Hospitals face rising drug costs, too

Rising drugs costs have become a leading issue for consumer advocates who have pushed for laws to rein in sharp increases during the past several years. But hospitals have been forced to deal with the ramifications of higher drug costs on their budgets as well.
Costs for hospitals on inpatient drug spending have increased more than 20 percent annually, forcing hospitals to find ways to contain the rising prices as they try to balance their budgets.
“Drug prices go up every year,” said Bonnie Levin, assistant vice president for pharmacy services at MedStar Health. “In the past couple of years, the curve is a little higher than it had been over the previous decade.”
Annual inpatient drug spending increased 23.4 percent between the 2013 and 2015 fiscal years, according to a report compiled by independent research organization NORC at the University of Chicago. At the same time, inpatient drug spending on a per admission basis increased 38.7 percent.
Drug spending grew primarily because prices increased, not because the amount of drugs bought increased, the report found.
Hospitals spend more for new treatments
In the consumer market, decreasing competition among generic drug makers has led to an increase in prices, and that holds true for hospitals. But the new drugs entering the market tend to make up the bulk of hospital drug spending increases.
Those new medications are the ones that can really affect a hospital’s budget, said Joseph J. DiCubellis, senior director of pharmacy for the University of Maryland Medical Center.
He pointed to the use of chemotherapy medication. While chemotherapy remains a mainstay of cancer treatment, new treatments have come to the market that can be more targeted.
They also come with more tolerable side effects and can be taken over a longer period of time than traditional chemotherapy.
That means the hospital could be purchasing a more expensive drug over a longer period of time. But that would not stop the hospital from using the medication.
“The (new) drugs are so overwhelmingly positive that it is difficult to curb their use, and we don’t want to do that,” he said.
Managing hospital drug use
Hospitals turn to a variety of methods to keep costs down.
Internally, they set up guidelines and rubrics for when to use drugs and how much to use them. Doctors and nurses play a role in keeping those guidelines updated, Levin said.
“We often will shift prescribing from one drug to another, depending on a change in cost,” she said. “We are pretty flexible and we can make changes when we need to.”
Being a part of larger health systems also helps hospitals. It means they can purchase smaller amounts of little-used drugs and distribute it through multiple hospitals, decreasing the odds a drug goes unused.
Hospitals also keep a close eye on how patients are receiving medicine. For example, it is more expensive for a patient to receive medicine through an IV, so once they can take a medicine orally, their medication is changed.

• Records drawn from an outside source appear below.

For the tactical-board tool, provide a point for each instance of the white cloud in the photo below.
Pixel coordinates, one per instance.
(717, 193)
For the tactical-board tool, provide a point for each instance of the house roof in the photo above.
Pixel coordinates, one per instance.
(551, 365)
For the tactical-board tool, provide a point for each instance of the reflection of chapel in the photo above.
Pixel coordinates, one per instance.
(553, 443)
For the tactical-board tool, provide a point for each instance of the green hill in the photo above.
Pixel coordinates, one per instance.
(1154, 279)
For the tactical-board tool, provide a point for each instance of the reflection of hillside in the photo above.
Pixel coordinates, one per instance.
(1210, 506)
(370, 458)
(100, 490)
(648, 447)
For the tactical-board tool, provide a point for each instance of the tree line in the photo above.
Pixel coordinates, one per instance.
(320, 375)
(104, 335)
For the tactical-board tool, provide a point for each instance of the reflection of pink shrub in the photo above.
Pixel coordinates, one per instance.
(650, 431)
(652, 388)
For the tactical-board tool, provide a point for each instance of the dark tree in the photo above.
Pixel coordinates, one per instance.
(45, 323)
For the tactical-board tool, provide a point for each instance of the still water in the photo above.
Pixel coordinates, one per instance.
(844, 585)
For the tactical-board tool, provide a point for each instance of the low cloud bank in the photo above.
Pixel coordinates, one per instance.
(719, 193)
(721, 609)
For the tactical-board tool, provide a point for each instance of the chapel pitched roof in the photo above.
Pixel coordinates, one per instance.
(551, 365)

“Doing the right thing in terms of medication management often turns out to be the most cost-effective thing,” Levin said.
One reasons IVs can be so expensive is that medicines are turned into an IV infusion after they have been acquired from the manufacturer. The process can be complex, requiring specific calibrations, so hospitals typically outsource to companies that specialize in creating IV infusions.
It also yields shorter expiration dates for the drugs, another cost inefficiency.
This spring, the University of Maryland Medical Center will bring the process in-house by turning to a process using robotics. It is expected to cost the hospital in the short-run but provide more long-term benefits.
“Bringing compounding back into the hospital, our concerns about expiration dating will be allayed by (using) robotics to do the process,” DiCubellis said.
Finding efficiencies in buying
Health systems also leverage their size and join with other health systems to form buying groups to negotiate with drug manufacturers. It allows them to buy in greater size with greater buying power.
The University of Maryland Medical System leverages its opportunities through both the system and a buying group. They can take the price from the buying group or seek to find a lower price.
“We can kind of take the best of both worlds,” DiCubellis said.
Many hospitals in Maryland also take advantage of a federal program called the 340b program. It allows hospitals to purchase outpatient drugs at deep discounts, as long as the hospital serves a disproportionate share of disadvantaged patients, including patients without insurance and patients on Medicare or Medicaid.
Drugs purchased through this program often include injectable drugs, like insulin and some common HIV medications.
The hospitals then must use the savings to reinvest in other hospital programs that serve low-income populations.
“We leverage it because we can use it to put dollars back towards patients in need,” Levin said. “It does save us a fair amount of money and so we can put that into community benefits and caring for patients with need.”